Title: Spin Hall effects in HgTe Quantum Well Structures
Speaker: Prof. Dr. Laurens W. Molenkamp (Universit?t Würzburg, Germany)
Time: 10:00(AM), Jun. 21, 2010
Venue: Academic Salon, Institute of Semiconductors, CAS
Abstract: Spin-orbit interaction in semiconductors causes many interesting and potentially useful transport effects, such as e.g. the presently very topical spin-Hall effect. So far no direct evidence for a ballistic, intrinsic SHE (i.e. resulting from the band structure) has been obtained by transport experiments. Here, we demonstrate that in specially designed nanostructures, which are based on narrow gap HgTe type-III (a.k.a. inverted) quantum wells, a detection of the spin signal is possible via non-local voltage measurements. Recently, it was pointed out that such inverted HgTe structures are topologically non-trivial insulators, in which the quantum spin Hall insulator state should occur.
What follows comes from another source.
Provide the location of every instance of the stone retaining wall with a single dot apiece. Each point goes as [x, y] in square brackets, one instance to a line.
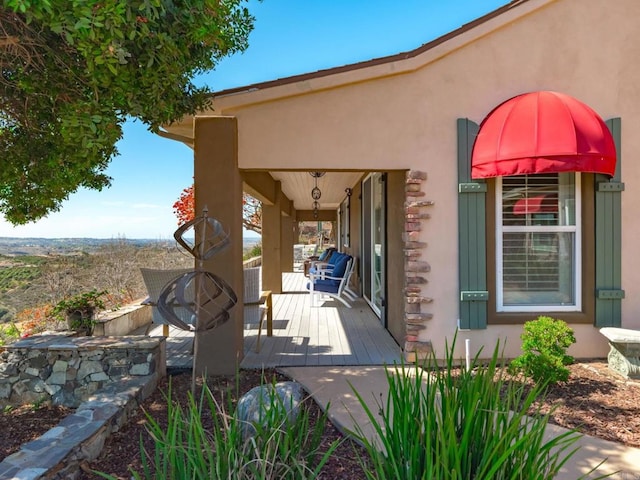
[124, 320]
[68, 370]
In this novel quantum state of matter, a pair of spin polarized helical edge channels develops when the bulk of the material is insulating, leading to a quantized conductance. I will present transport data provide very direct evidence for the existence of this third quantum Hall effect: when the bulk of the material is insulating, we observe a quantized electrical conductance. Apart from the conductance quantization, there are some further aspects of the quantum spin Hall state that warrant experimental investigation. Using non-local transport measurements, we can show that the charge transport occurs through edge channels - similar to the situation in the quantum Hall effect. However, due to the helical character of the quantum spin Hall edge channels, inhomogeneities in the potential profile of the experimental devices have a much stronger effect on the transport properties. Moreover, the quantum spin Hall edge channels are spin polarized. We can prove this fact in split gate devices that are partially in the insulting and partly in the metallic regime, making use of the occurrence of the non-quantized metallic spin Hall effect to convert the magnetic spin signal into an electrical one.